Changes to the way sixth forms and further education colleges are funded have left grammar schools struggling to cope, the government has been told.
Kent Conservative MPs Damian Green and Gareth Johnson said the changes had adversely affected grammars disproportionately to other schools.
Mr Green said one school in Ashford, Highworth Grammar, had been forced to cut the number of A-level subjects.
Schools minister Nick Gibb said difficult decisions had had to be made.
Paid per pupil
The MPs were speaking at a debate on grammar school funding.
Sir Edward Leigh, Conservative MP for Gainsborough in Lincolnshire, said changes introduced in 2013 - schools are now paid per pupil rather than by the number of qualifications - had resulted in "unintended consequences".
Mr Green said Highworth Grammar was running A-level classes for German with a class size of 11 and for French and Spanish with class sizes of seven.
"With the financial squeeze that will no longer become viable and that would be appalling," he said.
"Already in this school the A-levels offered have gone down from 40 to 32.
"This one perversity in the system is actually damaging the life chances of some of our most academic children at some of our best schools," he said.

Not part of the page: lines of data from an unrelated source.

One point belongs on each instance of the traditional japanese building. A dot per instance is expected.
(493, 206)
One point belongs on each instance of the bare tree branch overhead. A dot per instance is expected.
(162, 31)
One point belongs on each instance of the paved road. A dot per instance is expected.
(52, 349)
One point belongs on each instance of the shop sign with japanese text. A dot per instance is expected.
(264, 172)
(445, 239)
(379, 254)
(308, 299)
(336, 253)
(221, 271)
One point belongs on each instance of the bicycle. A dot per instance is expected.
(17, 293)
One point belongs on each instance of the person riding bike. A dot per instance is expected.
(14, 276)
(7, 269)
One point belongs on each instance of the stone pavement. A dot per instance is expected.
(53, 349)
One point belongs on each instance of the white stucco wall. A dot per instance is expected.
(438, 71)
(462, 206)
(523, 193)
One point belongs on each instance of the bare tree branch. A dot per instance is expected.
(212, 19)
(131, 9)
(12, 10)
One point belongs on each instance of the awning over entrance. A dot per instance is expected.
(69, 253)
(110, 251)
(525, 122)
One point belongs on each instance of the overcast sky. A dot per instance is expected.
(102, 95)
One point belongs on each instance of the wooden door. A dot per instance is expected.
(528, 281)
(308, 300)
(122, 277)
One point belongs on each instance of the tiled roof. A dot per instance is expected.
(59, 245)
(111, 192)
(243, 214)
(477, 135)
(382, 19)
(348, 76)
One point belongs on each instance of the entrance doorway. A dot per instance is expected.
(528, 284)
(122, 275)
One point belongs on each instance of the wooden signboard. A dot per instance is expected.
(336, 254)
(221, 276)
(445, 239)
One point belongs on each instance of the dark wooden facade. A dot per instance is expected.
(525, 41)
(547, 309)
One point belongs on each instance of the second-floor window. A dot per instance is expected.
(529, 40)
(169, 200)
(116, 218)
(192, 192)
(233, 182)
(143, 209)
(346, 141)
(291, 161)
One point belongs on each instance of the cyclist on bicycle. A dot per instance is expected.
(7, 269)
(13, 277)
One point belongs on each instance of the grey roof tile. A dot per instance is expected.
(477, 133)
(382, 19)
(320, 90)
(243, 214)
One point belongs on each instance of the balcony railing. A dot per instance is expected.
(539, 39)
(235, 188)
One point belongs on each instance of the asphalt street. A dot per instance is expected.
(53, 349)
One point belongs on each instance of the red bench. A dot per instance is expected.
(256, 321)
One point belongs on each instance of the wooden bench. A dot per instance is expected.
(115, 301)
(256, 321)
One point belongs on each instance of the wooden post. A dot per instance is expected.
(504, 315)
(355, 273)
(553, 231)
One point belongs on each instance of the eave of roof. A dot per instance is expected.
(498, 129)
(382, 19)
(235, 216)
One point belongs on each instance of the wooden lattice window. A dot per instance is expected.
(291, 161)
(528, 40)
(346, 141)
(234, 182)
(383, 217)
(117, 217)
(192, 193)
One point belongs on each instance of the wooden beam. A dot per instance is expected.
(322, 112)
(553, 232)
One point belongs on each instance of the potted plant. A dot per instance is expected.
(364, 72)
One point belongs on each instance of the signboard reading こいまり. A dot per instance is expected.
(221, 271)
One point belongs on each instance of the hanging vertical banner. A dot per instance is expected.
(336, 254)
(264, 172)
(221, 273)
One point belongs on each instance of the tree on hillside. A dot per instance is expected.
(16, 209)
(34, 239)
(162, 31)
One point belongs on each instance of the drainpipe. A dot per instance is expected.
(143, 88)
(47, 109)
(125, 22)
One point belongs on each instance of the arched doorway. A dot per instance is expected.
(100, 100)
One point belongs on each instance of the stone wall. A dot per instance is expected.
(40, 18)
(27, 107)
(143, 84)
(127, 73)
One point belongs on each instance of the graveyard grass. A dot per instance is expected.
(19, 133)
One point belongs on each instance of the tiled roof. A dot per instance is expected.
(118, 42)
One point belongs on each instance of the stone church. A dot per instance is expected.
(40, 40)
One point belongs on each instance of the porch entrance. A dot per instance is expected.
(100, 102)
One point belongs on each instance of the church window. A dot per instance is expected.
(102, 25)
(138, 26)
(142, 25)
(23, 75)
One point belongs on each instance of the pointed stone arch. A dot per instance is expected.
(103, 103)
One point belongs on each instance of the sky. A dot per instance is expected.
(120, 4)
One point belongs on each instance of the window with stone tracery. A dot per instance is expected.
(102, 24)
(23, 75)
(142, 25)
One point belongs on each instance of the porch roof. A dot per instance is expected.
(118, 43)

John Glen, Conservative MP for Salisbury and South Wiltshire, said there were concerns that the 164 grammar schools in England were being put at risk.
Mr Gibb said education reforms had "massively improved" the life chances of millions of children.
But he acknowledged concerns that savings in education had fallen disproportionately on grammar schools and successful comprehensive schools with large academic sixth forms.
He said the aim was to make sure that as many young people as possible left school with the right knowledge and skills to be able to succeed in adult life.